Purple makes you drunk.  Chicha morada is a purple corn whiskey made in Peru, an ancient Inca recipe.  Purple maize was invented by the Incas, you know.  Chicha morada is also a refreshing non-alcoholic brew, too, made with cloves and other spices, slowly cooked.  Apple and pineapple chunks float to the top.  Served room temperature, but sometimes, if you’re lucky, served cold.  There were few refrigerators in Peru, and even fewer houses with electricity.  Peru is also dressed in all purple during October, mes morado.  Purple processions follow a “Lord of the Miracles” image, a painting from deep in the purple heart of Angolan slaves who were brought to Peru after the conquistadors ransacked the country.   Chicha morada, the alcoholic kind, flows freely before and after the processionals.  Purple ends the month, too, with Day of the Dead.

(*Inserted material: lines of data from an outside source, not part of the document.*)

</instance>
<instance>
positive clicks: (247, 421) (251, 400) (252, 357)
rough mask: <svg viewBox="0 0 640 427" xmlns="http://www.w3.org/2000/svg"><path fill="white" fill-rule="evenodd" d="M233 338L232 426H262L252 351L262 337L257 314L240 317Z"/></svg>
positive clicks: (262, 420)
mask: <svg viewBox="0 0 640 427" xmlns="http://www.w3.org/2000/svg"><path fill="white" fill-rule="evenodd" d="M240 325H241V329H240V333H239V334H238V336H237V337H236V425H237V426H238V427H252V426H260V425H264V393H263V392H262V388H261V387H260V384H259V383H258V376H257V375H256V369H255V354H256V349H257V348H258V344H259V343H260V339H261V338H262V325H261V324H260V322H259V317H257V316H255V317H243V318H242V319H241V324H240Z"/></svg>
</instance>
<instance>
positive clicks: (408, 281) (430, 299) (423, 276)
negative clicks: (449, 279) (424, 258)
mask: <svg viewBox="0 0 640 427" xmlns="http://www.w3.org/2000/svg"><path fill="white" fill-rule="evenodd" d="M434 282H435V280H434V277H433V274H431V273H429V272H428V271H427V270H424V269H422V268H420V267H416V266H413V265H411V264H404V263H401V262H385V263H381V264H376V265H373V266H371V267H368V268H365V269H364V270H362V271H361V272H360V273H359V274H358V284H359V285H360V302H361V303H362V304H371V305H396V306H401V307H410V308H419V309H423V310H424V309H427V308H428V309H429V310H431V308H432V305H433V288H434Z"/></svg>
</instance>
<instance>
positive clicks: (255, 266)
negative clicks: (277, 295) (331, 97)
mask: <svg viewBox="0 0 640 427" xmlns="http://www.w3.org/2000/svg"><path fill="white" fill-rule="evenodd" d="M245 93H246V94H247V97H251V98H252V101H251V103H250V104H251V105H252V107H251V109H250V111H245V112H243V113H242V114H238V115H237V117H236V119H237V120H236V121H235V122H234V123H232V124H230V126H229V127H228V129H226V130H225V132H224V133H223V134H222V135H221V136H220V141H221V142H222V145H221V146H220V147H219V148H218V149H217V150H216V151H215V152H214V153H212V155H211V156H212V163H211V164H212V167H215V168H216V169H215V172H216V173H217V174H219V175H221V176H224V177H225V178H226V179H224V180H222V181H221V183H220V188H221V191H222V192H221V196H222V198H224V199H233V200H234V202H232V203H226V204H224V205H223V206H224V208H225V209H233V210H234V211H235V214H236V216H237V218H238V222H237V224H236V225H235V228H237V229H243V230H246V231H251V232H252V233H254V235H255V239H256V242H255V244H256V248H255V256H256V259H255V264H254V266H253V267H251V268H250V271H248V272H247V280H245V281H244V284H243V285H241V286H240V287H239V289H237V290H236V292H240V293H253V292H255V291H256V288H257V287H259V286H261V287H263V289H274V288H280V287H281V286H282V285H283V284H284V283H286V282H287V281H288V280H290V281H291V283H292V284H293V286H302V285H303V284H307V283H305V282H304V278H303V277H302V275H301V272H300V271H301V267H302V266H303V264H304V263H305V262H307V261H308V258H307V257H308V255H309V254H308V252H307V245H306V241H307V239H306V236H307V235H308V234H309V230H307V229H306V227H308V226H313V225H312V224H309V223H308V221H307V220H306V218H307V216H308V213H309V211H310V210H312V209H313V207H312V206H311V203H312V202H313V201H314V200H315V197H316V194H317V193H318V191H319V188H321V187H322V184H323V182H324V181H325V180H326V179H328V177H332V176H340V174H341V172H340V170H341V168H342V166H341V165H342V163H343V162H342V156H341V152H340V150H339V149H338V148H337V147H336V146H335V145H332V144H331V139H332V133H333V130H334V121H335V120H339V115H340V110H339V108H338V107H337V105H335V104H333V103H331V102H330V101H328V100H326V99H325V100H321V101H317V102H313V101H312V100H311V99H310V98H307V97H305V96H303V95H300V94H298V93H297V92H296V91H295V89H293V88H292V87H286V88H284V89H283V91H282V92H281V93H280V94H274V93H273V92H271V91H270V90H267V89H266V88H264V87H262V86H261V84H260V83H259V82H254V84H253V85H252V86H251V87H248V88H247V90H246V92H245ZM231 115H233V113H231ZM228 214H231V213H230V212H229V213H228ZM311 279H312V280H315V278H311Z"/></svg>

Purple corn.  My grandma Knighton grew purple corn, too, but only for decorating, not for eating and definitely not for drinking; we ate only white-supremacist corn, Puritan yellow.  Grandma Knighton’s purple corn was bred with white and yellow corn, a mestizo, misceginated corn.  It made an intriguing impressionist or pointillist painting, specks of purple, maroon, white, yellow, and even some burnt orange.  Grandma’s Indian Corn decorations were hung by its whithered and paper-crackling dry shucks on the stone walls in the patio.  Grandma had great respect for Native Americans, who we referred to as Indians back then.  Silly Columbus, in his purple Spanish robes, calling them Indians.


Grandpa Knighton split the creek stones to build the patio where the purple Indian corn hangs.  Some of the stones bled when they were split open.  One or two of them bleed purple, perhaps just in the light of the Black and White TV where Perry Mason re-runs play, as we grandkids sneak to turn on the old TV.  The adults have closed the patio door and we are supposed to be going to sleep.  Because I am too young to follow the storyline of Perry Mason, my mind wanders to the bleeding, split stones.  I focus on the purple one, a lavender shade of purple, like a soft pastel but a color that you have to blend a tiny bit of pink, speckles of white, and some iron-ore red and some granite blue, igneous formation to come out in this tint of purple.  The purple bleeding rock tumbled down from the purple mountain’s majesty, the Rocky Mountains, the Wasatch range, and kept tumbling until it was washed round in shape by the creek where Grandpa gathered the stones for his masonry project.  Mom said he learned the stone masonry trade by training himself, starting at the back of the little wood-framed house, splitting the stones one by one and fitting them together with cement mortar, and slowly working his way around to the front of the house where everyone would see the stonework.  By the time he built the sunken patio, years after finishing the stone veneer, he was very skilled.  And there and then, many years later, the bleeding purple stone had dried and the patio was a room.


Fast forward, I am grown, and the patio room was tinted with purple again when I took my fiancée to meet Grandma Knighton.  A purple quilt was on stretched on the racks, the quilting racks.  That’s where we had always slept as kids, beneath a quilt stretched on the racks.  I loved purple, and my fiancée loved anything brassy and sassy, and the purple quilt was all that and more.  Grandma Knighton had chosen several dainty, traditional type quilts for a wedding gift, but my fiancée would have none of those.  She demanded the purple one.  And I didn’t mind, so I persuaded grandma to give us the one she was working on, stretched on the racks.  Grandma relented and brought it to the wedding reception several weeks later.  Purple and blue and some prints, too.  What a quilt it was!


Purple is red and blue mixed, a mestizo, and purple miracles are needed in the United States, I see.  Trump doesn’t realize that “Make America Great Again” really includes all of North and South America; we’re all “Americans”, from Alaska and Canada all the way down to Punta Arenas, Chile.  I learned this in Peru, when I saw “America” bus lines, and realized Peruvians were Americans, too.  Trump may not know about Amerigo Vespucci, since Trump didn’t enjoy school as much as I did; instead he still talks of and praises Columbus.  We USA-Americans will be bleeding red and blue on election day, November, 2018, and all that blood will be forming purple processions to and from the voting booth this November.  We may end up drunk with purple, hopefully happy drunks, not the Kavanaugh/Judge kind.  Happy Purple Month, y’all.